I am an anthropologist.  It's what I do and what I have come to love.  But, in recent years I have intensely began to question my relationship with this field.  Surrounded by pretentious middle and upper class white students and faculty who view me as "the minority on minority fellowship" I have developed a jaded view of the purposes and intent of anthropology as a disciple.  I came into this field with the purpose of trying to tackle issues of inequality and human rights through research.  Now, as a 5th year Ph.D candidate, with two Masters in different aspects of the subject, I have come to question the sincerity of the disciple I was so enamored with when I was 14 years old.  Facing institutional racism from all universities I have attended, dealing with colonial mindsets, being seen as the "other" by so called colleagues, coming to terms with white privilege at every turn, and understanding the impact of sexism within the larger academia I have come to realize that without anthropology I would never had realized these larger processes were operating...but that it is also the practice of anthropology by larger anthropologist which allows these inequalities to exist (within the academy). (Yes, I said it!)

But, yesterday in a session that honored the memory of Katherine Dunham, an African-American anthropologist who created the Dunham technique in dance, my faith and excitement for the field came back with a vengeance.  "The Matriarch of Black Dance, Dunham used dance as her ethnographic representation.  In the session I attended various Black anthropologist (junior and senior faculty) used dance, song, instruments, script, and the audience to illustrate the impact and importance Dunham had on the deconstruction and reinterpretation of ballet.  The overall presentation was spell-bounding as the academics brought the theory and technique to life, bringing a much needed energy and creativity to the presentation format.  After the two hours the group was given a standing ovation.

This talk breathed new life into my academic bones as the thoughts and techniques I only entertained in my head were given a space to become reality.  The creator of the format, Dr.

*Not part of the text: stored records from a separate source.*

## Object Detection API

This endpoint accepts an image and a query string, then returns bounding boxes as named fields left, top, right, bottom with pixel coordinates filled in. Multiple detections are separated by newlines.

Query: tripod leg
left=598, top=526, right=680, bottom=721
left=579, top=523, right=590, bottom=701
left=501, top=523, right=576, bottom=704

Elizabeth Chin from Occidental College, is trying to shake up the dusty old academy and allow for new and more innovative forms of expression and dissemination.   As a student this was what I needed.  The use of visuals and art has always been in the back of head with little pieces coming to the surface, but fear of denial and "unacceptability" keeps the rest hidden.   Not now.  The spirit of Katherine Dunham was brought back to life in that session.  Now I look forward to bringing my creative side into my academic endeavors.  The old academy needs some shaking up and I look forward to being apart of that change.

Now I journey back to Bristol with new ideas in my head and new energy in my heart.


Sam said...

This is a really interesting turn of events. I can't wait to see where this takes you.

AMANDA said...

Damn, I'm sorry I missed that! However, I'm glad that it helped to reinvigorate your studies.